(F1, D1, D3) Bound State, Its Scaling Limits and SL(2,Z) Duality

TL;DR

This paper explores the properties and dualities of the (F1, D1, D3) bound state in IIB supergravity across different scaling limits, revealing how various theories like SYM, NCSYM, and NCOS relate through SL(2,Z) transformations.

Contribution

It systematically analyzes the scaling limits of the (F1, D1, D3) bound state and demonstrates the SL(2,Z) duality relations among SYM, NCSYM, and NCOS theories.

Findings

Decoupling limits yield SYM, NCSYM, and NCOS theories.

SL(2,Z) transformations relate these theories and map NCSYM to NCOS.

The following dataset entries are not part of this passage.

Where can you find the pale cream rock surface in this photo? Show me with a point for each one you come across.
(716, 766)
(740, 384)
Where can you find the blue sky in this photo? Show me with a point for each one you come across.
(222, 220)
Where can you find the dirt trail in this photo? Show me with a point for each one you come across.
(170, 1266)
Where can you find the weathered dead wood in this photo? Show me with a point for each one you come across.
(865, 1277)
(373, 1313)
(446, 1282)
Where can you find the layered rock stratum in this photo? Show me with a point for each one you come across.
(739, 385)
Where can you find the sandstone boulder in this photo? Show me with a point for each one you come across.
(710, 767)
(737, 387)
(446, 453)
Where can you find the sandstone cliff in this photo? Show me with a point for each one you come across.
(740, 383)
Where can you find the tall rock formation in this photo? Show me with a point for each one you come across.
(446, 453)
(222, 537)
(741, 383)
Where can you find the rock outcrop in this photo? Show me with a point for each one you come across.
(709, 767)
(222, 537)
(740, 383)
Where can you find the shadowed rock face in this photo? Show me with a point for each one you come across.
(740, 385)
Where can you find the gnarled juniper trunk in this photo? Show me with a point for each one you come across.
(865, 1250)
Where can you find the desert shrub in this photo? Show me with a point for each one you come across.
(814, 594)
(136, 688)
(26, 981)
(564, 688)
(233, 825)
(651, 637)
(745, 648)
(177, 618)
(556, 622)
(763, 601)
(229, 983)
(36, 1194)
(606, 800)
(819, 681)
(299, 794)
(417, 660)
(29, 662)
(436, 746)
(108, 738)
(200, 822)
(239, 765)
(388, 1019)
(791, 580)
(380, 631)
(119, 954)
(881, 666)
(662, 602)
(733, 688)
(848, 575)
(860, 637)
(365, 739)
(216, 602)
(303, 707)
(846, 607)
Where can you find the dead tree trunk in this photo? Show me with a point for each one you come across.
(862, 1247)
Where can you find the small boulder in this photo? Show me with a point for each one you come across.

The supergravity dual remains consistent across different limits.

Abstract

We discuss the properties of the bound state (F1, D1, D3) in IIB supergravity in three different scaling limits and the $SL(2,{\bf Z})$ transformation of the resulting theories. In the simple decoupling limit with finite electric and magnetic components of NS $B$ field, the worldvolume theory is the ${\cal N}$=4 super Yang-Mills (SYM) and the supergravity dual is still the $AdS_5 \times S^5$. In the large magnetic field limit with finite electric field, the theory is the noncommutative super Yang-Mills (NCSYM), and the supergravity dual is the same as that without the electric background. We show how to take the decoupling limit of the closed string for the critical electric background and finite magnetic field, and that the resulting theory is the noncommutative open string (NCOS) with both space-time and space-space noncommutativities. It is shown that under the $SL(2, {\bf Z})$ transformation, the SYM becomes itself with a different coupling constant, the NCSYM is mapped to a NCOS, and the NCOS in general transforms into another NCOS and reduces to a NCSYM in a special case.